The field lay-out is shown in Figure 1, with the coordinates ranges listed in Table 1.

KiDS survey area

Figure 1: Layout of the KiDS survey fields, KiDS-N in the Northern galactic cap on the equator, and KiDS-S around the South Galactic Pole. Dots indicate where galaxy redshift surveys have already taken place (small dots: SDSS; large dots: 2dFGRS). The combined area of the fields is some 7% of the extragalactic sky, and KiDS can be observed year-round.

Table 1: KiDS survey fields coordinates

FieldRA rangeDEC range
KiDS-S329.5° ― 53.5°−35.6m° ― −25.7°
KiDS-N156° ― 225°
225° ― 238°
−5° ― +4°
−3° ― +4°
KiDS-N-W2128.5° ― 141.5°−2° ― +3°
KiDS-N-D2149.6° ― 151.6°+1.7° ― +2.7°

Instrument

At the heart of KiDS lies OmegaCAM, the 32-ccd, 300-million pixel camera on the VST. Its instantaneous field of view is a full square degree, which is mapped at 0.2 arcsec/pixel, sufficient to sample even the best seeing images on Paranal. Image quality, reliability and throughput were the key design drivers, and the expectations have been fulfilled to a point unmatched by any other similarly wide-field camera (Fig.2). The combination of excellent natural seeing at the site, fully active optics in the telescope, a constant plate scale over the full field, a relatively mild f/5.5 Cassegrain focus, extreme flatness of the CCD mosaic, and a specially designed real-time curvature sensing system in the camera itself make this a unique facility for high fidelity image surveys. Image quality is key because one of the central requirements for weak lensing surveys is to be able to measure the intrinsic shapes of faint, small galaxies accurately, and any blurring of the images degrades the accuracy to which this can be done.

PSF ellipticity example

Figure 2: Point Spread Function ellipticity plot of a 0.6-arcsec seeing image, obtained after commissioning. The length of each line is proportional to the ellipticity of star images (scale is at the top). Note the PSF ellipticity is everywhere below 10%, and the pattern is very regular (and easily understood as a combination of slight residual astigmatism and the focal plane curvature of the VST). The variation in the PSF width over the whole field is below 5% (not plotted).

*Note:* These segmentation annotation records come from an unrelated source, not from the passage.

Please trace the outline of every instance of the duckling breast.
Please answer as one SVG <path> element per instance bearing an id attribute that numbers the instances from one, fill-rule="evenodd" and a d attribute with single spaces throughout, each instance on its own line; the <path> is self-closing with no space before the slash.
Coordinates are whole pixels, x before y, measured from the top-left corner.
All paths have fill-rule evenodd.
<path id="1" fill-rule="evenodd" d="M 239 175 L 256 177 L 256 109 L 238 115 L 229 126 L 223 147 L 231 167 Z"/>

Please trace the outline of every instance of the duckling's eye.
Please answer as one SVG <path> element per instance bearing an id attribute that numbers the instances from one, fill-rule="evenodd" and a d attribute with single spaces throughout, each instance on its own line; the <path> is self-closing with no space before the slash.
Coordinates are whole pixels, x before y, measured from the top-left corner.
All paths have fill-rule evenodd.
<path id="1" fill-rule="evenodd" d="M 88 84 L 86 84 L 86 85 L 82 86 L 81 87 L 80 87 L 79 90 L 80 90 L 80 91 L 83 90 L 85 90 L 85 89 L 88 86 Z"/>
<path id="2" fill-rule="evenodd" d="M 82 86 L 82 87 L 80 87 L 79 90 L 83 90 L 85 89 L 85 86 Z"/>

Comparison with other surveys

The Sloan Digital Sky Survey (SDSS) was the first "all-sky" CCD-based optical survey, setting the tone for the next generation of large-scale surveys. KiDS uses broadband filters similar to SDSS, but is considerably smaller in survey area: 1500 sq.deg for KiDS versus 20,000 sq.deg for SDSS (including SDSS II and SDSS III). However, KiDS has two major improvements that are crucial for its science goals: it is much more sensitive (by about 2 magnitudes), and it has better image quality, particularly in the r-band. Figure 3 demonstrates these improvements by comparing part of a KiDS and SDSS r-band image.

SDSS r vs. KiDS r

Figure 3: Comparison of SDSS r-band (left) and KiDS r-band (right) images.

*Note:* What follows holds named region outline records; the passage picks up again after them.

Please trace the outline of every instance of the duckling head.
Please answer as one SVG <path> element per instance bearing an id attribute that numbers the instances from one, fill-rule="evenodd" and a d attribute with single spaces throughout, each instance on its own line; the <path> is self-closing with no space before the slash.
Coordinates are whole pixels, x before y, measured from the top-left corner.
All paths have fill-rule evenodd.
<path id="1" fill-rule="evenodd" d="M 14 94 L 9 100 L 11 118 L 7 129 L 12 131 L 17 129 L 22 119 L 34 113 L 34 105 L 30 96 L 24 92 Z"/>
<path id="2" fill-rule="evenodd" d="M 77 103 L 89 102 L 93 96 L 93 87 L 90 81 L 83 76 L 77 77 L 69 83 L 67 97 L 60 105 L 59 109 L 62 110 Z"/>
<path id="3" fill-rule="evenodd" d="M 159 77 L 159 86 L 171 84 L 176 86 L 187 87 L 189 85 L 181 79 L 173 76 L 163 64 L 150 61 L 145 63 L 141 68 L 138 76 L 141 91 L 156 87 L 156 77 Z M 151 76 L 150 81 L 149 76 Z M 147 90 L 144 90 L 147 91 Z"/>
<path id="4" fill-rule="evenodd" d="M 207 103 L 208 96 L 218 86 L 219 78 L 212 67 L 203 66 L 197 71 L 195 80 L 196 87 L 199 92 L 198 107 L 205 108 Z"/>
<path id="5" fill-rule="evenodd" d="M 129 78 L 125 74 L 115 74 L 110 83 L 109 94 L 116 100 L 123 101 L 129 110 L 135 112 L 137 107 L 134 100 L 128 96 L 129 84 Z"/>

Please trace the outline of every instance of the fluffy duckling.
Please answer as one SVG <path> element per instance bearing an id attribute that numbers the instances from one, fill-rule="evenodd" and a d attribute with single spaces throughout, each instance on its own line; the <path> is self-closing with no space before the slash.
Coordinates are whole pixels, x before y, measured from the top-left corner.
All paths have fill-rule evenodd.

The CFHTLenS survey is a 155 sq.deg multi-colour optical survey, based on the CFHT Legacy Survey and optimised for weak lensing analysis. As the main science goals of CFHTLenS are the same as for KiDS and the science teams have a large overlap, this survey can be seen as a precursor to KiDS. The weak lensing analysis of CFHTLenS is based on i-band data, which is deeper than the KiDS r-band data, as shown in Figure 4. However, again KiDS has two major advantages: the survey area is 10 times larger, and the PSF is much more constant over the field-of-view, simplifying the lensing analysis signficantly.

CFHTLenS i vs. KiDS r

Figure 4: Comparison of CFHTLenS i-band (left) and KiDS r-band (right), the weak lensing bands of these two surveys.